Meschini went towards the door through which he had entered and opened it. He looked back and held his breath. The prince's head had fallen forward upon his hands as they lay on the table, and the attitude was that of a man overcome by despair, but not that of a dead body. The librarian glanced round the room. There was no trace of a struggle. The position of the furniture had not been changed, nor had anything fallen on the floor. Meschini went out and softly closed the door behind him, leaving the dead man alone.
The quiet afternoon sun fell upon the houses on the opposite side of the street, and cast a melancholy reflection into the dismal chamber where Prince Montevarchi had passed so many hours of his life, and in which that life had been cut short so suddenly. On the table before his dead hands lay the copy of the verdict, the testimony of his last misdeed, of the crime for which he had paid the forfeit upon the very day it was due. It lay there like the superscription upon a malefactor's gallows in ancient times, the advertisement of the reason of his death to all who chose to inquire. Not a sound was heard save the noise that rose faintly and at intervals from the narrow street below, the cry of a hawker, the song of a street-boy, the bark of a dog. To-morrow the poor body would be mounted upon a magnificent catafalque, surrounded by the pomp of a princely mourning, illuminated by hundreds of funeral torches, an object of aversion, of curiosity, even of jest, perhaps, among those who bore the prince a grudge. Many of those who had known him would come and look on his dead face, and some would say that he was changed and others that he was not. His wife and his children would, in a few hours, be all dressed in black, moving silently and mournfully and occasionally showing a little feeling, though not more than would be decent. There would be masses sung, and prayers said, and his native city would hear the tolling of the heavy bells for one of her greatest personages. All this would be done, and more also, until the dead prince should be laid to rest beneath the marble floor of the chapel where his ancestors lay side by side.

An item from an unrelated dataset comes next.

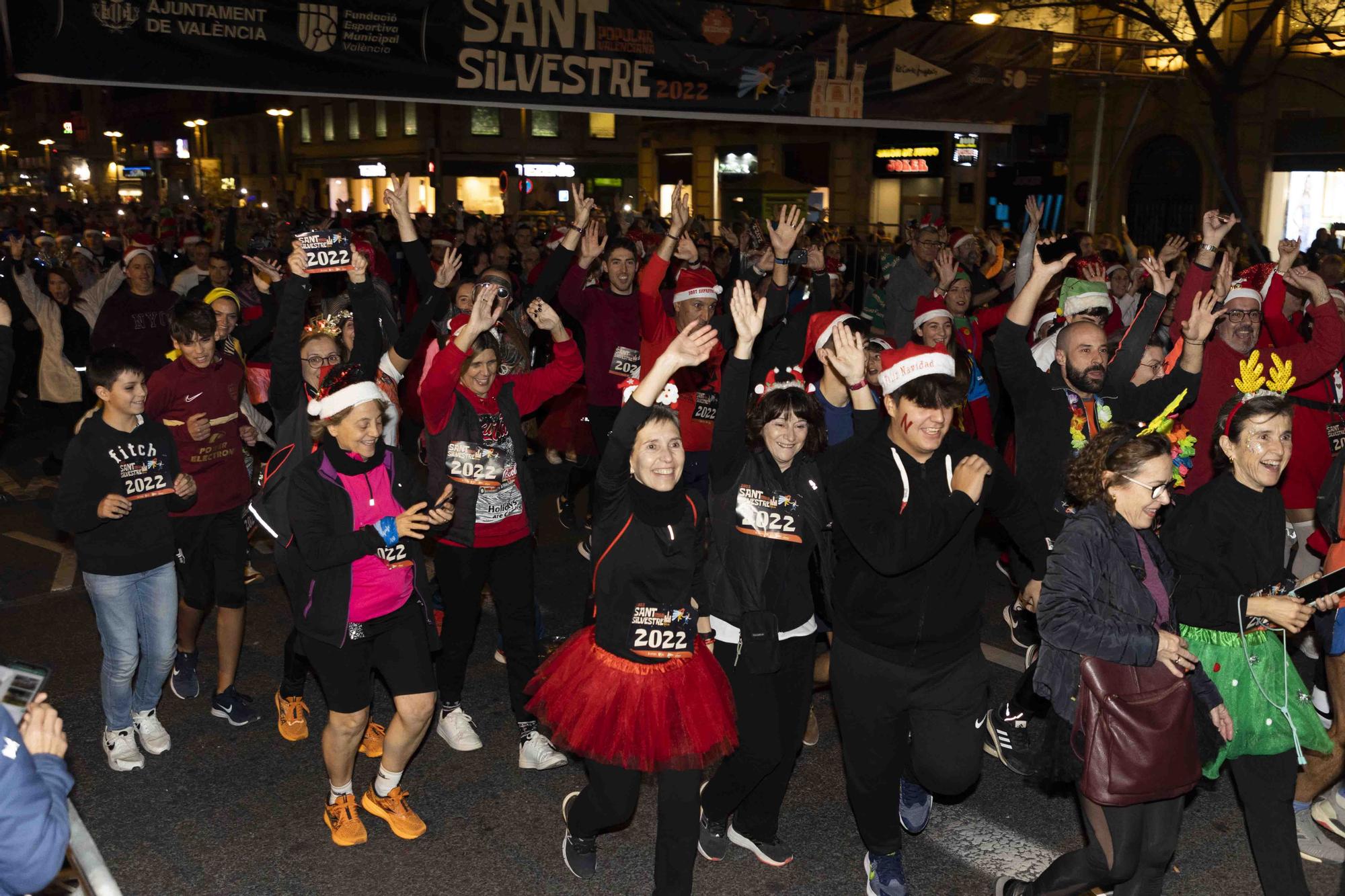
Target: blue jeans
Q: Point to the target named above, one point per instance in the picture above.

But to-day he sat in state in his shabby chair, his head lying upon that table over which he had plotted and schemed for so many years, his white fingers almost touching the bit of paper whereon was written the ruin of the Saracinesca.

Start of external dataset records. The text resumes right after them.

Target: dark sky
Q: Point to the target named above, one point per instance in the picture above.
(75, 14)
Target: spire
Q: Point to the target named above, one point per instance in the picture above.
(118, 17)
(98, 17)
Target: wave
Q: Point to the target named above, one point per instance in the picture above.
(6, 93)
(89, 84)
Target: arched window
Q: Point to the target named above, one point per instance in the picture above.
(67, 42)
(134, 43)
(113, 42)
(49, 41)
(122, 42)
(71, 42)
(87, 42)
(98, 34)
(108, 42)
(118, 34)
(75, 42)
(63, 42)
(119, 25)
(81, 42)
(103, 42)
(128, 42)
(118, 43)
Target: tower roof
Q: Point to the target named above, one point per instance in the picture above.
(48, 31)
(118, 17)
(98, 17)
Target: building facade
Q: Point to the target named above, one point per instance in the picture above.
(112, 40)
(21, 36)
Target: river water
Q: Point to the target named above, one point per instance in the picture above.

And upstairs the man who had killed him shuffled about the library, an anxious expression on his yellow face, glancing from time to time at his hands as he took down one heavy volume after another, practising in solitude the habit of seeming occupied, in order that he might not be taken unawares when an under-servant should be sent to tell the insignificant librarian of what had happened that day in Casa Montevarchi.